The arch was built early in the National Park’s history. The cornerstone was laid in April, 1903. And Theodore Roosevelt was present at the ceremony for laying the cornerstone. More on that later. But first, one might ask why such an imposing structure would be built at the North Entrance of the park, a less used entry point today. But at the time that it was built, it was the closest entrance to a railroad line. In 1903, the railroad ended at Cinnabar, Montana. The Northern Pacific Railway was persuaded to extend the railroad line much closer to the park entrance to Gardiner, Montana where a stone railroad depot was constructed at the same time as was the arch. In the spring of 1903, President Theodore Roosevelt embarked on a massive tour of the West via railroad car.

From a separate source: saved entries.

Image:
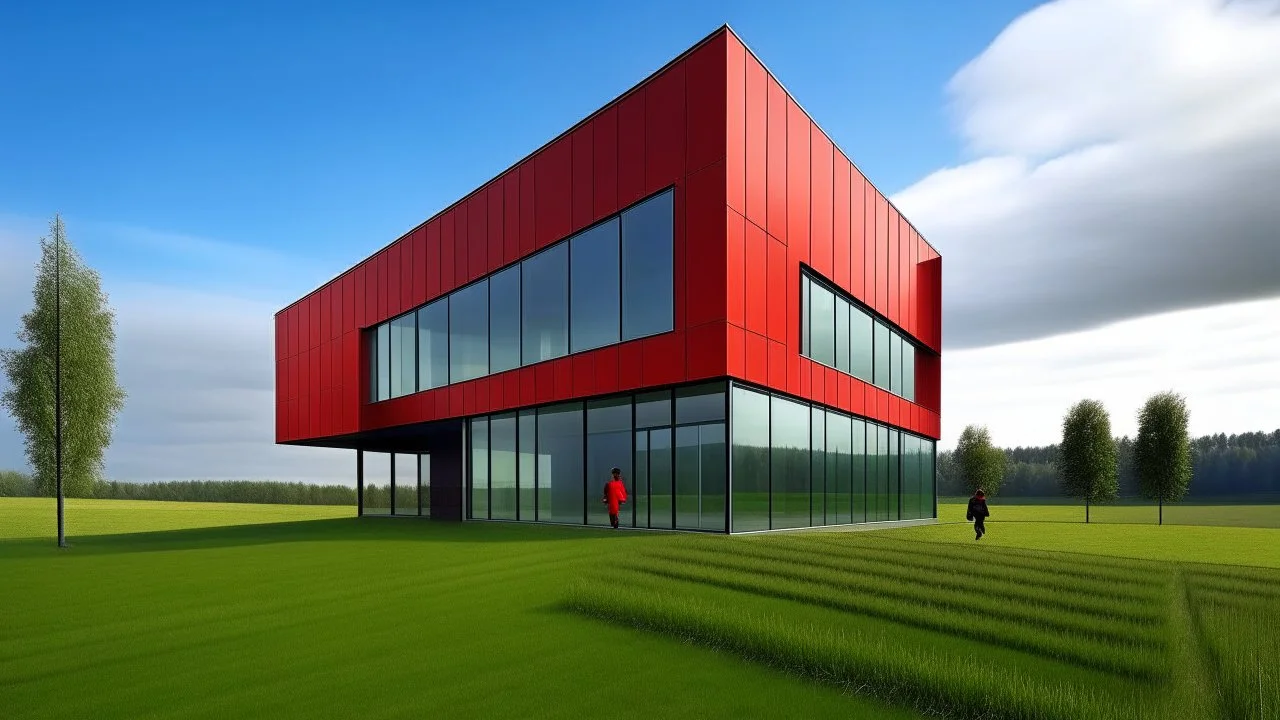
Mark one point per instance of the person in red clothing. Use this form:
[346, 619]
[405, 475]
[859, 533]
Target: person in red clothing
[615, 495]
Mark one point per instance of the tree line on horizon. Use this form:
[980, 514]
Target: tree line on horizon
[1161, 463]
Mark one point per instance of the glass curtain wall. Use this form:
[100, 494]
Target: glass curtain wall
[551, 464]
[796, 464]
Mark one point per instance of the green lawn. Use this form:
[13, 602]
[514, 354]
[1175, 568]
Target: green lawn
[168, 610]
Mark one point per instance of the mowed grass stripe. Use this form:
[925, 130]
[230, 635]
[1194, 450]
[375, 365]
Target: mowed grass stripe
[932, 684]
[1121, 660]
[928, 596]
[69, 636]
[1138, 584]
[1013, 586]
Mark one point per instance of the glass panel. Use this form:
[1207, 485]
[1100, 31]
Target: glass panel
[790, 463]
[648, 288]
[480, 468]
[560, 464]
[639, 487]
[528, 478]
[659, 479]
[384, 361]
[882, 351]
[502, 466]
[895, 364]
[860, 343]
[504, 320]
[841, 335]
[713, 477]
[433, 345]
[822, 326]
[653, 409]
[688, 477]
[909, 372]
[594, 296]
[378, 483]
[805, 315]
[469, 332]
[895, 479]
[859, 470]
[840, 469]
[406, 483]
[424, 490]
[700, 404]
[544, 292]
[818, 464]
[874, 483]
[608, 445]
[750, 447]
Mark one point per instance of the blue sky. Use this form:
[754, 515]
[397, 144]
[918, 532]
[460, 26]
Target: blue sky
[325, 131]
[215, 162]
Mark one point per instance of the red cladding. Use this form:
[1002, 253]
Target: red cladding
[760, 190]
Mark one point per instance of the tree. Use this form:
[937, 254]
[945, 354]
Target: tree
[67, 338]
[1162, 450]
[978, 463]
[1087, 458]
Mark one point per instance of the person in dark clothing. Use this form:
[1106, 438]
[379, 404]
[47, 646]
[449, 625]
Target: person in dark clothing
[978, 513]
[615, 495]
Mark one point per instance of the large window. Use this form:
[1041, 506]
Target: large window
[798, 465]
[552, 464]
[841, 335]
[469, 332]
[648, 285]
[594, 292]
[504, 320]
[545, 305]
[433, 345]
[606, 285]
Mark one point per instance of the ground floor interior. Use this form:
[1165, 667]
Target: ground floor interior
[718, 456]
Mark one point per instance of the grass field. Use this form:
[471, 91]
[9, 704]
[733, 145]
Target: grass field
[396, 619]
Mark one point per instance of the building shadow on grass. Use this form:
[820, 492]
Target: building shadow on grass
[344, 529]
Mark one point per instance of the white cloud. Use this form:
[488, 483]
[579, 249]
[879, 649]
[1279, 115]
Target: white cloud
[1127, 162]
[1223, 359]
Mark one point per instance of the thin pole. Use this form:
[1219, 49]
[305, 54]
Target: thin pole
[58, 382]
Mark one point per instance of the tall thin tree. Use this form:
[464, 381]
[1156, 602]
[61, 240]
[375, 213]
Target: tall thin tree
[63, 391]
[1087, 458]
[1162, 451]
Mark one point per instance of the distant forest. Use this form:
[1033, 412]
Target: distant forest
[1223, 465]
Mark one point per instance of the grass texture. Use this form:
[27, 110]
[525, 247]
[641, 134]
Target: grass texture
[159, 610]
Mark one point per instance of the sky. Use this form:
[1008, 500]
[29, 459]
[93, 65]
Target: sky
[1098, 176]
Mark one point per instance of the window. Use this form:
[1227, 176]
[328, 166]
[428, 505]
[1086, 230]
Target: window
[822, 326]
[648, 285]
[789, 463]
[608, 283]
[842, 335]
[594, 294]
[882, 352]
[433, 345]
[750, 449]
[502, 466]
[560, 464]
[860, 341]
[909, 370]
[544, 295]
[469, 332]
[504, 320]
[608, 445]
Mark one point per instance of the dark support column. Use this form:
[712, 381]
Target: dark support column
[360, 483]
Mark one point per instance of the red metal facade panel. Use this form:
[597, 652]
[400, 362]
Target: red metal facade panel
[759, 190]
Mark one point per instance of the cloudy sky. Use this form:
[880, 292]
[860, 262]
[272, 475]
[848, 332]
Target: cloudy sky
[1098, 176]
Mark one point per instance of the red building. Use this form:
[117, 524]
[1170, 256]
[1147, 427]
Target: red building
[693, 285]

He spent a fortnight in Yellowstone Park as a vacation. At Cinnabar, President Roosevelt debarked from the train and was met by the Superintendent of the Park and Commanding Officer of Fort Yellowstone. The presidential party left on horseback for two weeks of camping and viewing the sights. At the end of this time, President Roosevelt returned to the site of the park entrance and partcipated in the laying the cornerstone. The Masonic Order conducted rituals and President Roosevelt addressed the crowd, giving a talk about wilderness,democracy and the promise of the West.
Although the automobile was not allowed to enter the park until 1915, the building of roads,great lodges and other amenities that marked the gradual decline in use of the north entrance. Today, one must detour to view the arch and the depot that was constructed at the same time no longer stands. Most visitors enter from the south of the park.